Gli irresistibili accenti grotteschi nel descrivere l’imbarazzo dei vinti e quello incredulo dei vincitori, la scelta tipica del “gattopardismo” italiano del voler cambiar tutto affinché non cambi nulla, la tragicomica panoramica dell’atmosfera psichica privata degli elettori in attesa dei risultati, l’oscuramento del successo delle opposizioni attraverso documentari e l’imporsi di una giovane cantautrice fino allora sconosciuta (ma utile solo a colmare il vuoto mediatico), fanno da collante ai molteplici piani narrativi tenuti insieme da un collage ritmico efficace, capace di tessere una trama avvincente e mai banale, scandita inoltre dalla solennità di un coro greco o da arie tipiche del melodramma. Colpo di stato è in qualche modo un film nel film, una clownesca citazione del cinema come arte scanzonata, un registro che passa brillantemente dalla cronaca di costume alla sociologia, dallo sketch umoristico al tipico cupo realismo dei film d’inchiesta di quegli anni, concretizzandosi in un genere senza genere, in un linguaggio senza una grammatica definita e definitiva ma, anzi, costantemente aperta all’azione qualificante degli attori e della messa in scena registica. Un insolito bianco e nero, connesso ad una distribuzione che fece quasi sparire il film, conferisce un alone pressochè magico, carico di un etereo simbolismo anarchico eppure così pressante da scandire fermamente tutte le tappe di una linea narrativa al tempo stesso inenarrabile, avulsa da qualsiasi tipo di decifrazione, proiettando lo spettatore in una farsa che può, in ogni istante (come in effetti avviene), tramutarsi in tragedia.
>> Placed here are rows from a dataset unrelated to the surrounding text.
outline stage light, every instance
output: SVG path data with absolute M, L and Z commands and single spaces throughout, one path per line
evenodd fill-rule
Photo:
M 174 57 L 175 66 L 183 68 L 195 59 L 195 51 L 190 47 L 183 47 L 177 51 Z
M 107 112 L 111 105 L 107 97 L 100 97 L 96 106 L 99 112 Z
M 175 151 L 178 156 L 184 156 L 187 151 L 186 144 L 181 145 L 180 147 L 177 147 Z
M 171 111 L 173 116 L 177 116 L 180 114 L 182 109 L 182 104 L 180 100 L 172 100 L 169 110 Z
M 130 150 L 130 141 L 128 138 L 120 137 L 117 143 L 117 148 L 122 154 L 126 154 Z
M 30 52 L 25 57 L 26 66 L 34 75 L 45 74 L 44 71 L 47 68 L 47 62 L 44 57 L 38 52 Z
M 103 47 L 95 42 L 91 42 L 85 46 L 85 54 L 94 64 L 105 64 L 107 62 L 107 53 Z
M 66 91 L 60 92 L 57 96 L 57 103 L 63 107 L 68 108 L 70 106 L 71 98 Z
Con agili movimenti della macchina da presa, un montaggio dinamico e attento a captare dagli umori, le discrasie, le affabulazioni paternalistiche del mondo politico e della corruzione che lo circonda, alla quieta retorica delle false promesse figlie del “faremo tutto il possibile”, Salce riesce a fotografare sontuosamente – attraverso le paure del golpe tipiche della guerra fredda – la radice ancora troppo criptica del nostro paese, come il controllo politico dei mass media e l’informatizzazione forzata della realtà, anticipando di quasi trent’anni la democrazia televisiva e gli scandali legati al conflitto di interessi, l’influenza dei poteri occulti, l’onnipotenza e l’ipocrisia cinica dei politici, decretando come il cinema possa – più di qualsiasi arte umana – cristallizzare dinamicamente ciò che siamo stati per capire ciò che siamo diventati.

Titolo: Colpo di stato
Anno: 1968
Durata: 105′
Genere: comico, commedia, satirico
Regista: Luciano Salce
Soggetto: Ennio De Concini
Sceneggiatura: Ennio De Concini
Fotografia: Luciano Trasatti
Montaggio: Sergio Montanari
Musiche: Gianni Marchetti
Scenografia: Giorgio Giovannini
Attori principali: Raffaele Triggia, Alberto Plebani, Amedeo Merli, Anna Maria Capparelli, Bebert Marboutie, James E. Mishener, Leo Talamonti, Vittorio Ripamonti, Giovanni Rionni, Silvano Spadaccino, Orchidea De Santis, Steffen Zacharias.